Senator of the Congress of the Union from Chihuahua
- In office 29 August 2018 – 9 September 2021 Serving with Bertha Alicia Caraveo Camarena [es] and Gustavo Madero Muñoz
- Preceded by: Patricio Martínez García

Personal details
- Born: 16 January 1969 (age 57) Ciudad Juárez, Chihuahua, Mexico
- Party: PAN (1988–2015) MC (2015–17) Morena (since 2017)

= Cruz Pérez Cuéllar =

Mexican politician

Cruz Pérez Cuéllar (born 16 January 1969) is a Mexican politician affiliated with the National Regeneration Movement (Morena). In 2018, he was elected to the Senate from Chihuahua for the 64th and 65th sessions of Congress (2018–2024). He later took leave from the Senate and was elected mayor of Ciudad Juárez on 6 June 2021.

==Early life and education==
Pérez Cuéllar was born in Ciudad Juárez, Chihuahua, on 16 January 1969. He studied law at the Universidad Autónoma de Ciudad Juárez (UACJ) while also owning a jewelry store known as La Colonial. During this time, he became active in student organizations and joined the National Action Party (PAN) in 1988.

==Political career==

===National Action Party===
In 1991, Pérez Cuéllar coordinated the PAN's congressional campaign in Chihuahua's 4th district. Three years later, he was elected to a plurinominal seat in the Chamber of Deputies for the 56th Congress, during which he served on seven commissions, including Youth Matters and Border Matters. He also became part of the municipal committee for the PAN in Ciudad Juárez and later the secretary of organization for the PAN in Chihuahua. Between 1997 and 1998, he served as state party general secretary.
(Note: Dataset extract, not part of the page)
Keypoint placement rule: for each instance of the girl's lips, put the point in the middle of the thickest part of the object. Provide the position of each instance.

In 1998, Pérez Cuéllar was elected to the Congress of Chihuahua, leading the PAN caucus. In 2000, he was elected state party head, but resigned in 2003 ahead of a campaign for mayor of Ciudad Juárez.
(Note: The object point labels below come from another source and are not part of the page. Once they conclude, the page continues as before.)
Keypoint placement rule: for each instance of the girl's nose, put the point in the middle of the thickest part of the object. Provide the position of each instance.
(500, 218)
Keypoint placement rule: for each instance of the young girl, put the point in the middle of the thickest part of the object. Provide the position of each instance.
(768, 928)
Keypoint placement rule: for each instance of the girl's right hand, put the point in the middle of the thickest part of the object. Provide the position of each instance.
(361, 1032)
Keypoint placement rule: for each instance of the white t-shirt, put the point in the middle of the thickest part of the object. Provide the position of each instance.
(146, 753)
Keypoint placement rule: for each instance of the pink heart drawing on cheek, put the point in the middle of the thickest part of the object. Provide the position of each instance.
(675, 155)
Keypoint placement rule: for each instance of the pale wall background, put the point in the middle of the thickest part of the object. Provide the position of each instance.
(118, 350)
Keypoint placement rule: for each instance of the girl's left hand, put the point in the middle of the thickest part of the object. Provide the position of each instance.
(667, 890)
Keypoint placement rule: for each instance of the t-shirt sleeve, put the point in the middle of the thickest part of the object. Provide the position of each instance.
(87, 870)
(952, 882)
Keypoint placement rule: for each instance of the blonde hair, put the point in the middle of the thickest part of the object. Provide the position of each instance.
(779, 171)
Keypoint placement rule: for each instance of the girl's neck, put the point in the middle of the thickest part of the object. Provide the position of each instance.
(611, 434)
From 2006 to 2009, he returned to the Chamber of Deputies in the 60th Congress, representing Chihuahua's 3rd district. In 2008, he again became leader of the state party. In 2012, he sought but did not obtain the PAN nomination for the Senate.

===Citizens' Movement===
In March 2015, Pérez Cuéllar left the PAN after publicly accusing Senator Javier Corral Jurado of misconduct. He affiliated with Movimiento Ciudadano (MC) and ran for governor of Chihuahua in 2016. His campaign platform included participatory budgeting, a recall referendum for the governor, and expanded child care services. In 2017, testimony in a corruption trial revealed that former governor César Duarte had financed his campaign with MXN$15 million in misappropriated funds.

===Morena===
In 2017, Pérez Cuéllar joined the National Regeneration Movement (Morena) and ran for the Senate in 2018 on the Juntos Haremos Historia coalition ticket with Bertha Alicia Caraveo Camarena. The ticket won a plurality, and both candidates were elected. He resigned his Senate seat on 9 September 2021.

===Mayor of Ciudad Juárez===
On 6 June 2021, Pérez Cuéllar was elected mayor of Ciudad Juárez, and he was re-elected to a second term on 2 June 2024.

Pérez Cuéllar has aspirations to contend for the governorship of Chihuahua for the third time in the 2027 state elections.